Expected cumulative number of classifier–noun pairs and unique classifiers and classifier–noun pairs to which children are exposed annually by the number of readings per week. The number of unique classifiers and classifier–noun pairs that are present or absent in child-directed speech is shown in parentheses. All values are rounded to the closest integers. ^aNever is mathematically represented as 0.11 times per week, 1–2 is represented by 1.5 books per week, 3–5 is represented as 4 books per week, daily is represented as 7 books per week, and multiple books per day is represented as 35 books per week

Based on our simulation, children who are read to daily are exposed to 3,229 more classifier–noun pairs cumulatively than their peers who are rarely or never read to. This includes an addition of 1,560 unique combinations and 106 unique classifiers. For children who receive more extensive shared book reading (e.g. five books per day), the input increases further, with an addition of 13,104 classifier–noun pairs (4,247 unique classifier–noun pairs and 27 unique classifiers) than what is experienced through daily shared book reading.

4. General discussion

Focusing on Chinese classifiers, our analyses provide a comprehensive overview of the structural frequency and diversity of classifiers in Mandarin Chinese. This is the first systematic analysis of classifier usage based on large-scale language corpora. In line with our prediction, classifier use in children’s books was shown to be more diverse and dispersed than both child-directed and adult-directed speech. Children’s books made more use of classifiers that were more specific and far less frequent in spoken language, including in TV shows and movies. These findings extend and complement observations from English showing that children’s books provide unique language input that differs from spoken language (e.g. Dawson et al., Reference Dawson, Hsiao, Tan, Banerji and Nation2021; Hsiao et al., Reference Hsiao, Dawson, Banerji and Nation2023; Montag, Reference Montag2019).

We compared the frequency, diversity, and distribution of classifiers in adult-directed speech, child-directed speech, children’s media, and children’s books. The overall frequency of classifier phrases was low (around 6–8 nouns were used with classifiers per 100 nouns), with children’s books containing more classifier phrases. This was not unexpected: although classifiers are grammatically required between a numeral or a demonstrative and a noun, nouns are often used in other structures. However, the low frequency of classifiers does not make investigating exposure to classifiers less relevant. On the contrary, low-frequency constructions may be particularly informative for understanding language development and how reading shapes that development and long-term attainment. Prior research has shown that individual differences in native speakers’ language attainment are more pronounced for complex constructions that are rarer and more unusual than for common ones (Dąbrowska, Reference Dąbrowska2018). More importantly, Dąbrowska also found that while print exposure affected linguistic knowledge in vocabulary, collocation, and grammar, the effect on vocabulary and collocation was stronger because a wider range of frequencies was sampled for these two types of constructions. Therefore, the rarity of classifier–noun pairs in our analyses, especially the rare classifier–noun pairings that only appear in books, may lead to greater differences in the overall classifier input received by individuals who read at different rates. This reinforces the importance of establishing children’s exposure to different classifiers across different contexts and considering this when studying classifier acquisition.

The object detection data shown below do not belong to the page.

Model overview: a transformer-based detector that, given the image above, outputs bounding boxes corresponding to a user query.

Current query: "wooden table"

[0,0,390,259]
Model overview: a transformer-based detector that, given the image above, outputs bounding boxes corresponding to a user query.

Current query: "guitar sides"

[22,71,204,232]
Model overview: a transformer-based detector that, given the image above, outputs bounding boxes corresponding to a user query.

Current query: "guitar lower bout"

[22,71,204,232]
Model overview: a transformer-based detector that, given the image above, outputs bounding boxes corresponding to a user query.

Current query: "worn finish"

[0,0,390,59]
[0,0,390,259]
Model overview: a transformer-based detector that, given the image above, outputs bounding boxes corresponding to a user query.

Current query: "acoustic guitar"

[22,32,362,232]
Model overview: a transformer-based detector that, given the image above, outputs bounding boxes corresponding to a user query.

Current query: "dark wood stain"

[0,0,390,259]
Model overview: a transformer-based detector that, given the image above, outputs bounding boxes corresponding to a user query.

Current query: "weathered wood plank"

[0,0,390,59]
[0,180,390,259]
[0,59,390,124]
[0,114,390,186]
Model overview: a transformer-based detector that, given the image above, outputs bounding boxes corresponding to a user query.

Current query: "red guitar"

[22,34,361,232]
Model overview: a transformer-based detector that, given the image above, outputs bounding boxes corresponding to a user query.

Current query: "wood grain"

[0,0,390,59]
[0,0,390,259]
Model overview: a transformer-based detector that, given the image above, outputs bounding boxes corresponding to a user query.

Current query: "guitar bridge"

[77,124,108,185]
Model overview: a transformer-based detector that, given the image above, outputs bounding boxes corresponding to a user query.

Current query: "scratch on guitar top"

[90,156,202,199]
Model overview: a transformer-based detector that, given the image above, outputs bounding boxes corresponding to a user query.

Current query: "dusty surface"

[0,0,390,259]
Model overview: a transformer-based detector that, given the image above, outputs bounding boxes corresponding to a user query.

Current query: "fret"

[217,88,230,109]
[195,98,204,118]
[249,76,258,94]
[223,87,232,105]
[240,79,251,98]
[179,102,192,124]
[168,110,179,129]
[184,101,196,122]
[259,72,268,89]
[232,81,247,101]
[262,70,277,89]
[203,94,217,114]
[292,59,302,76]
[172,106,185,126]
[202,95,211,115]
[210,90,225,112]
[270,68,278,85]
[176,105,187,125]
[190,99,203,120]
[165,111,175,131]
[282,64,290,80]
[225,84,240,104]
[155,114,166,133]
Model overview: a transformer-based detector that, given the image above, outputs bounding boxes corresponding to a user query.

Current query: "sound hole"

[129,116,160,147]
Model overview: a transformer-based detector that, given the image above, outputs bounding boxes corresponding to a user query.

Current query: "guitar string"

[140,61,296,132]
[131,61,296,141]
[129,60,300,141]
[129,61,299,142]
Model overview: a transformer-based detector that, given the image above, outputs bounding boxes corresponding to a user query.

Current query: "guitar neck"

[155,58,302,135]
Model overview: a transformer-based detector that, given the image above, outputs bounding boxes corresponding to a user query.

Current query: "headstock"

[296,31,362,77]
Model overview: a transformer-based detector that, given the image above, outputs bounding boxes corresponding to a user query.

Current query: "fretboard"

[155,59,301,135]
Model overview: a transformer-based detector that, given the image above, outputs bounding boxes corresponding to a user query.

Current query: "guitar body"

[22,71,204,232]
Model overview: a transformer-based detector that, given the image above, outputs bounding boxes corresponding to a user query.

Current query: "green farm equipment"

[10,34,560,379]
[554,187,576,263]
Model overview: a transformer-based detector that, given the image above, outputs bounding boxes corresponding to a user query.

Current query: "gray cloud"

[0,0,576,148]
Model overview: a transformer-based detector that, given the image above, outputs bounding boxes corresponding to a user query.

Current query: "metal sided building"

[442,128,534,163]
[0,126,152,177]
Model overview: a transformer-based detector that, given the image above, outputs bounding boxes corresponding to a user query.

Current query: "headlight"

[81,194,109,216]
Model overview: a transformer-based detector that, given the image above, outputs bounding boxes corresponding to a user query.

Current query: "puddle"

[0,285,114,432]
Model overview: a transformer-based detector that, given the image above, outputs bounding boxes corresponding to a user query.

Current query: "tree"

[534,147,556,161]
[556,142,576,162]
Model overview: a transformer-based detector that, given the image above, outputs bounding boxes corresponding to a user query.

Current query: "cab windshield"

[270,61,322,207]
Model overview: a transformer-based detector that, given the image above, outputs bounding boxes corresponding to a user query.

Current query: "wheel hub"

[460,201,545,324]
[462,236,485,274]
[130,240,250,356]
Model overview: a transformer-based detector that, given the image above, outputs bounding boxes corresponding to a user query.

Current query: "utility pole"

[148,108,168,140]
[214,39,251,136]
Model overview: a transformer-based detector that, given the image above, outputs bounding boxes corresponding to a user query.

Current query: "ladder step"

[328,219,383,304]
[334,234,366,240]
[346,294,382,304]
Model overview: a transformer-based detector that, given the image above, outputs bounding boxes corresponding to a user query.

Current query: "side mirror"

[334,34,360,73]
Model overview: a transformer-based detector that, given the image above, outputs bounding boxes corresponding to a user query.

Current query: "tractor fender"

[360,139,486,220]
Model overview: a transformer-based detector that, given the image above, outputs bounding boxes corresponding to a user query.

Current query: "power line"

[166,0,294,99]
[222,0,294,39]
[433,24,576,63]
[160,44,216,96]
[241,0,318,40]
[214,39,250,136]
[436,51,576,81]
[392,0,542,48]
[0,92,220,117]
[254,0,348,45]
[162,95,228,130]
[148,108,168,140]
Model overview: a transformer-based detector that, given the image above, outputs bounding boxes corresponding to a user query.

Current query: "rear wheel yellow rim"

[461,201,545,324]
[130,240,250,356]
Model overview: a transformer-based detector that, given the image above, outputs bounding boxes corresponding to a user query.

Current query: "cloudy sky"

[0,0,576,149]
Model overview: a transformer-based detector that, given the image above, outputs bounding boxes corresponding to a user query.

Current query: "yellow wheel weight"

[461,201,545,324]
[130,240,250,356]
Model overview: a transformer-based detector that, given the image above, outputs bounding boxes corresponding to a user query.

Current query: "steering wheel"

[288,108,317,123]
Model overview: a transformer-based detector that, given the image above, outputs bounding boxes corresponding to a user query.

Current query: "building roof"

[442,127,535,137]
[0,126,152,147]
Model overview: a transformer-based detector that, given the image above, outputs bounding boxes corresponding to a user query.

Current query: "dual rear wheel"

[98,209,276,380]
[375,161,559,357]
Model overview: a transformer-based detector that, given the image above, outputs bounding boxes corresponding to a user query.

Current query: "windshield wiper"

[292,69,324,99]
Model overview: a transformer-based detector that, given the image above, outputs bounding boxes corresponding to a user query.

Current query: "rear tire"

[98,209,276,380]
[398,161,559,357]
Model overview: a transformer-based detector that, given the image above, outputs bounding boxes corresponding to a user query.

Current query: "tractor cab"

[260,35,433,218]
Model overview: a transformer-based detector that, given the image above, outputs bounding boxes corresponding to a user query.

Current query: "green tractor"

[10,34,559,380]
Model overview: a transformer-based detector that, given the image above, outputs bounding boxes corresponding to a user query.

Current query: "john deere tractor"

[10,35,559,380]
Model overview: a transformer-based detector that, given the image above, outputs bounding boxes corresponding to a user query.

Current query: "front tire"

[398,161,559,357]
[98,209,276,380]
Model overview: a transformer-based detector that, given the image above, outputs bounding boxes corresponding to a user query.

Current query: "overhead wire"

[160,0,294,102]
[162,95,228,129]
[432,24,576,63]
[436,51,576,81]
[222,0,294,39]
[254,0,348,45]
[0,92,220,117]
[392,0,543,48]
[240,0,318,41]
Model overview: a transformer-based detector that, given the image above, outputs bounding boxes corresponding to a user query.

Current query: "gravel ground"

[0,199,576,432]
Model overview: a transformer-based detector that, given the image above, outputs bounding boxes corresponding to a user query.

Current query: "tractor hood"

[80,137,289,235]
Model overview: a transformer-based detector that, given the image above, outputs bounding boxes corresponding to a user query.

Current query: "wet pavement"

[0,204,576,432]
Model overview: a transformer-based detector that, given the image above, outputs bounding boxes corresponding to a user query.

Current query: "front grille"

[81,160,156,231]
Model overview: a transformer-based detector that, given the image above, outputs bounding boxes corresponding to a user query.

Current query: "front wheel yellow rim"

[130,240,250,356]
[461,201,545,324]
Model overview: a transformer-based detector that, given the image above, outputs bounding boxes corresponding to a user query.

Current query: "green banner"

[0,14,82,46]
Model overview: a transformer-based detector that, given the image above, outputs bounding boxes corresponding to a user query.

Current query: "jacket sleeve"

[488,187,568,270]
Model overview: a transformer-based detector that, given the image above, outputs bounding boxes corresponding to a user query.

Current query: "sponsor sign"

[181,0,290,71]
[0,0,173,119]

Further differences emerged in the diversity and distribution of classifiers across children’s books, TV shows, and speech. Our analysis revealed a stepwise increase in the range of classifiers used from child-directed speech to adult-directed speech, children’s media language, and children’s books, even when controlling for noun diversity. The increased classifier diversity in adult-directed speech compared to child-directed speech is in accordance with previous observations of greater complexity in adult-directed speech (e.g. Cameron-Faulkner et al., Reference Cameron-Faulkner, Lieven and Tomasello2003), providing further support that speakers modulate their speech based on their audience. These results are also in line with the well-documented pattern in English of words being more diverse and complex in children’s books than in conversations (Dawson et al., Reference Dawson, Hsiao, Tan, Banerji and Nation2021; Montag et al., Reference Montag, Jones and Smith2015). Strikingly, by comparing children’s books and adult-directed speech, we found that even adult–adult conversations cannot account for the range of classifiers afforded by children’s books. It would be interesting to compare classifier diversity in adult books versus adult conversations. Following our findings with child-directed text and speech, and those on relative clauses in English (Montag & MacDonald, Reference Montag and MacDonald2015), we predict classifier diversity to be greater in books written for adults.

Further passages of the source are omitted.